Critique and Change through Ethical Banks? Normative Claims Between Autonomy and System Change
The observation that ethical banking has experienced rapid growth since the beginning of the global economic and financial crisis in 2007 serves as a point of departure for the following thoughts. Although, compared to conventional banking, the market share of ethical banking is rather low, alternative banks have been increasing their visibility and their public perception. Ethical banks distinguish themselves from conventional banks by operating along certain criteria and principles which are laid down by themselves (economic, social, ecological or denominational values). It can be accepted, that specific criteria have prevented ethical banks from entanglement in speculative financial market activities, why the global financial and economic crisis has therefore not had a negative impact on ethical banks and why they are becoming models for a banking system working differently.
From the sociological perspective it is interesting to ask, how actors in ethical banks are given space or opportunity to develop their normative control performance or how their reflexive potentials restrict banking, e.g., in conflict situations.
This actor-based approach is based on the assumption that a regulation of capitalism cannot be guaranteed by political institutions alone. Rather, the normative action-orientation of actors themselves is a prerequisite for closing regulatory gaps in finance and for creating social order in modern, differentiated societies by means of “normative integration”. It is the social practices, legitimations and justifications of the actors themselves, then, which are at the center of attention.
This presentation on critical competences of actors, as they have been examined in Boltanski’s and Thévenot’s On Justification, scrutinizes the moral-cultural dimension as a prerequisite for change in finance and banking. Actors’ criticism thus plays a significant role in creating institutional change. Boltanski and Thévenot assume that moments critiques are favoring concrete reflexive action in the social environment.
The investigation of critical competences in ethical banking can be particularly revealing when we ask for the biographical developments which have led to criticizing conventional banking or which have led to employment in ethical banking. In short: What are the conditions of critical reflection? And how can they be reconstructed with the help of professional biographies of actors in ethical banking?
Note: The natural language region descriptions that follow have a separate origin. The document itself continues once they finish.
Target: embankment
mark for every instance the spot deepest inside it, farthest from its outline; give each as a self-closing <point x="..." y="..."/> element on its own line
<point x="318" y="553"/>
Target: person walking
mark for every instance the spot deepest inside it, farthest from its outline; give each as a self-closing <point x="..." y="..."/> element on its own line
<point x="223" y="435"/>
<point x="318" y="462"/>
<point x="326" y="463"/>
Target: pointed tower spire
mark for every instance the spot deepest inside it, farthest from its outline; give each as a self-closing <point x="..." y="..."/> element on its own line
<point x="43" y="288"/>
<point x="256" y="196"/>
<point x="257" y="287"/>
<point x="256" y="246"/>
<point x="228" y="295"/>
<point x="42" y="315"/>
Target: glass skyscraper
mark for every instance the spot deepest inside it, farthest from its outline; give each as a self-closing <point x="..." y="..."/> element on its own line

To give an answer to these questions, different cases (from semi-structured interviews) of actors in ethical banking are presented. The single cases are then analyzed, taking into account sociocultural dispositions, professional-biographical developments, and the specific forms of criticism. The characteristics of the different forms of criticism are understood as historically rooted forms of criticism which condense into the interviewees’ biographies. To include the waves of criticism which transform and shape capitalism and the basis of its legitimization in researching ethical banks, the distinction between artistic and social critique is related to the cases presented.